Release Management/Release Process Checklist Documentation
The goal of this page is to document the Release Process Checklist being used by Firefox Release Managers to track each release throughout the cycle. Any changes to this documentation or the checklist should be reflected in both documents.
Given the nature of how nightly builds are created and shipped, the role of the release manager during this phase of the cycle skews much more heavily to the monitoring aspect rather than release mechanics.
Prior to the start of the cycle, the follow tasks need to be performed:
- Create a milestones document. This will ideally be ready at least two weeks prior to the start of the cycle, with feedback received from key stakeholders (QA, RelEng, RelMan) prior to wider publishing. There is not currently a template for this document because it’s still evolving from release to release, so it is advised to use the document from the previous release as a starting point.
- Verify that the release calendar is up to date. This can be done in conjunction with the milestones document or after it’s published.
- Ensure that the release has a Regression Engineering Owner identified. Ultimately, ownership of this task falls within the Firefox engineering org. However, it is good for the release manager to ensure that this doesn’t get stalled.
On a daily (or thereabouts) basis, the following items should be monitored:
- Pending tracking-firefoxXX requests. These are bugs which have been nominated for extra tracking during the cycle. A decision needs to be made about whether the bug indeed warrants that additional attention, and possibly even blocker status. At the beginning of the cycle, bug queries will need to be created for this purpose. Once that query exists, the item in Column A can be updated to a link. (TODO: document tracking decision making process)
- Open tracking-firefoxXX+ and blocking bugs. The main purpose of this step is to ensure that bugs falling into these categories don’t stagnate. Where possible, release managers should ensure that the bug is in the right component, has an appropriate assignee (for either investigating or fixing, depending on the stage of the bug), and is in general making progress (and poking if it doesn’t appear to be). In the case of blocker bugs, expediting a fix or backout may become necessary.

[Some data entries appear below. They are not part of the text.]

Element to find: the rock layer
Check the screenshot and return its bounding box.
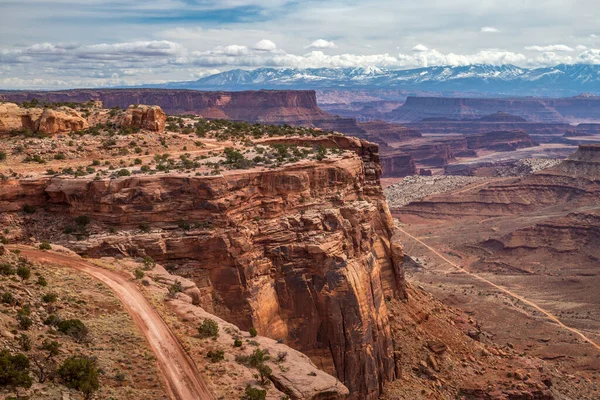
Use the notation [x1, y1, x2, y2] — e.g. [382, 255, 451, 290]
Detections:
[0, 103, 88, 135]
[0, 136, 405, 399]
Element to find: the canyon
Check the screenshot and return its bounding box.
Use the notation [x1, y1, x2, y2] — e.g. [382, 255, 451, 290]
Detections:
[389, 144, 600, 399]
[0, 103, 559, 400]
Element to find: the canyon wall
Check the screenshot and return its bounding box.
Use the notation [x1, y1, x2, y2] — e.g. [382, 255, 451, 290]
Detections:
[384, 97, 600, 123]
[0, 89, 364, 135]
[0, 136, 405, 400]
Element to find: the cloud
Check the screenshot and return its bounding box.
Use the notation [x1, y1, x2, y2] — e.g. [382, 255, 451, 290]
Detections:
[480, 26, 500, 33]
[525, 44, 585, 52]
[252, 39, 277, 51]
[411, 44, 429, 53]
[307, 39, 337, 49]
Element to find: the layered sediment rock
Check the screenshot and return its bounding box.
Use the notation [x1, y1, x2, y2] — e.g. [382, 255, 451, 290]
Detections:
[0, 136, 405, 400]
[0, 103, 88, 135]
[0, 89, 365, 135]
[400, 145, 600, 216]
[118, 105, 167, 132]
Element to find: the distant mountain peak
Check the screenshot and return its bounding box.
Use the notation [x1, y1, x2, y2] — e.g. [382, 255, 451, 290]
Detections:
[152, 64, 600, 96]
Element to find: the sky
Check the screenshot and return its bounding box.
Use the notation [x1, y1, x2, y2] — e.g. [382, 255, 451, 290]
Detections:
[0, 0, 600, 89]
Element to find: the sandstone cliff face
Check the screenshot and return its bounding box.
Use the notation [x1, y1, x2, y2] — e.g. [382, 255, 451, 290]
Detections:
[0, 137, 404, 399]
[0, 89, 364, 135]
[0, 103, 88, 135]
[118, 105, 167, 132]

At the beginning of the cycle, bug queries will need to be created for this purpose. Once that query exists, the item in Column A can be updated to a link.
- Newly-filed regression bugs. This can be done in conjunction with the Regression Engineering Owner of the release. Bug queries should be available from the Platform wiki page. New regressions are generally the most important to track on a regular basis, but the carry-over regression lists can also surface bugs which have fallen off the radar which may require reprioritization.
- Review stability rates and reported crash spikes. This can be spikes detected by automation, which sends email which is usually monitored by the stability team. Release managers may also want to pay attention to these spikes and help file bugs. Also keep an eye on stability through monitoring the Mission Control rate and top crashes on crash-stats.
On a weekly basis, a review of the Firefox Trello board should be done to monitor the status of features currently targeting that release. This can be done in conjunction with the weekly cross-functional meeting or Nightly feature deep-dive meeting. Release managers are also encouraged to watch the list for their release in order to receive notifications for any changes in status.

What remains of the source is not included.